Figure 5.11: Layout graph of the proposed design with 100% efficiency.

Table 5.5: Comparison of different parallel turbo decoders using QPP interleaver

|                              | Proposed | [83]  | [82]               | [85]                     | [86]                     |  |
|------------------------------|----------|-------|--------------------|--------------------------|--------------------------|--|
| Technology                   | 90 nm    | 65 nm | 90 nm              | 130 nm                   | 130 nm                   |  |
| Voltage (V)                  | 0.9      | N/A   | 1.0                | 1.2                      | 1.2                      |  |
| Max. Block Size              | 4096     | 61446 | 6144               | 6144                     | 6144                     |  |
| $\mathcal{P}_{\mathcal{S}}$  | 32       | 32    | 8                  | 8                        | 8                        |  |
| $\mathcal{P}_{\mathcal{T}}$  | 4        | 4112  | 1                  | 2                        | 2                        |  |
| Max. Iteration               | 8        | 6     | 8                  | 8                        | 5.5                      |  |
| Operating<br>Efficiency      | 100%     | 66.7% | 94.4%              | 74.4%                    | 89.0%                    |  |
| Area (mm <sup>2</sup> )      | 9.61     | N/A   | 2.10               | $10.7$ $(5.12^{\sharp})$ | $3.57$ $(1.71^{\sharp})$ |  |
| Frequency (MHz)              | 175      | 200   | 275                | 250                      | 302                      |  |
| Throughput (Mb/s)            | 1400     | 711   | 130                | 186                      | 391                      |  |
| Power (mW)                   | 1356     | N/A   | 219                | N/A                      | 789                      |  |
| Energy Efficiency            | 0.12     | N/A   | 0.21               | 0.61                     | 0.37                     |  |
| $(nJ/(bit \cdot iteration))$ | 0.12     | IN/A  | $(0.17^{\dagger})$ | $(0.16^{\ddagger})$      | $(0.10^{\ddagger})$      |  |

<sup>&</sup>lt;sup>‡</sup> The normalized factor for this area is 0.48 (=  $(90 \text{ nm}/130 \text{ nm})^2$ ). <sup>†</sup> The normalized factor for this energy metric is 0.81 (=  $(0.9 \text{ V}/1.0 \text{ V})^2$ ).

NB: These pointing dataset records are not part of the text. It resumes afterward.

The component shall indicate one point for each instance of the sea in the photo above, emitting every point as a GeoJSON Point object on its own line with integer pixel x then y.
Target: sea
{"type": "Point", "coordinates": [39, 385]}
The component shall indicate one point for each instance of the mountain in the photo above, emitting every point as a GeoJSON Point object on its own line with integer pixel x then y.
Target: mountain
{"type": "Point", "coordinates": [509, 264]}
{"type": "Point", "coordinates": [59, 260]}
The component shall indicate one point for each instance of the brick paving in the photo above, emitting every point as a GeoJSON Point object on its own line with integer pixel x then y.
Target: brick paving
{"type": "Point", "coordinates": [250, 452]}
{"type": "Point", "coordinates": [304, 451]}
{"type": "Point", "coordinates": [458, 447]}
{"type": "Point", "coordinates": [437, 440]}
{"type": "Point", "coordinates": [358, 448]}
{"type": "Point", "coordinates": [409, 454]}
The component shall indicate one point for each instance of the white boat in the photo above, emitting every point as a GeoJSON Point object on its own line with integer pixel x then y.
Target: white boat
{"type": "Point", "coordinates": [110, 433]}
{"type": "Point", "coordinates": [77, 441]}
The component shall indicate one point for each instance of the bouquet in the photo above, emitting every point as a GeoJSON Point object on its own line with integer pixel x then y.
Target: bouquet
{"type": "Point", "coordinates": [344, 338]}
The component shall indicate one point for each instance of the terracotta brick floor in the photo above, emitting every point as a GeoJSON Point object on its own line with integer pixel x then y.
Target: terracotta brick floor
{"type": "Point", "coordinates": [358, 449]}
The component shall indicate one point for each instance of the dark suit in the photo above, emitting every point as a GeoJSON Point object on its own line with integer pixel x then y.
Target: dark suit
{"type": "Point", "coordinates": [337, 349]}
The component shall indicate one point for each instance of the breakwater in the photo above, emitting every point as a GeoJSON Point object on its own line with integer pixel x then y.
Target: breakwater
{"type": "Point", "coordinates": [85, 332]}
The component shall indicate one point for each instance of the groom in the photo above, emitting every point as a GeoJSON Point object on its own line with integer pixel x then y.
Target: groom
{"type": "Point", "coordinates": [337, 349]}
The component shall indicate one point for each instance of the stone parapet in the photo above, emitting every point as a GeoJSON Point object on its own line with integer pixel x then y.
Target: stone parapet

<sup>&</sup>lt;sup>‡</sup> The normalized factor for this energy metric is  $0.27 = (90 \text{ nm}/130 \text{ nm})^2 \times (0.9 \text{ V}/1.2 \text{ V})^2$ .

# Chapter 6

## Conclusion

#### 6.1 Summary

The research on the turbo decoder design and implementation is reported in this dissertation. Among various design issues, our discussions focus on the throughput, complexity, and performance. Exploiting parallel architecture is a common method to get high throughput, and it is usually classified into three levels: parallel turbo decoder level, parallel SISO decoder level, and parallel trellis stage level. The throughput enhancement and extra circuit overhead of these parallel levels are quite different. Although the first level can be applied to any turbo decoder, it needs extra memories for multiple codewords and does not shorten the decoding latency. The other two levels have lower cost and less processing time for single codeword, yet they have difficulties in parallel data transmission and lower operating efficiency. Most practical designs choose parallel SISO decoder level for its benefits, and some of them also combines the parallel trellis stage level for more speedup. Our proposed turbo decoders are also based on such hybrid levels. However, it will encounter severe collision problems, complex data transmission, and considerable efficiency loss, especially in high parallelism. To overcome these difficulties, the contention-free interleavers is utilized to avoid collision during memory access. We further investigate multi-stage networks to connect multiple SISO decoders and multiple memory modules in the parallel turbo decoders using two different contention-free interleavers. For IBP interleaver, the interleaving rules based on butterfly network and double prime method are introduced. For QPP interleaver, a barrel-shift network is developed. Both networks can provide the necessary interconnections in their respective designs, and

they will take lower routing effort than the fully-connected network. The implementation of highly parallel turbo decoders becomes much simpler.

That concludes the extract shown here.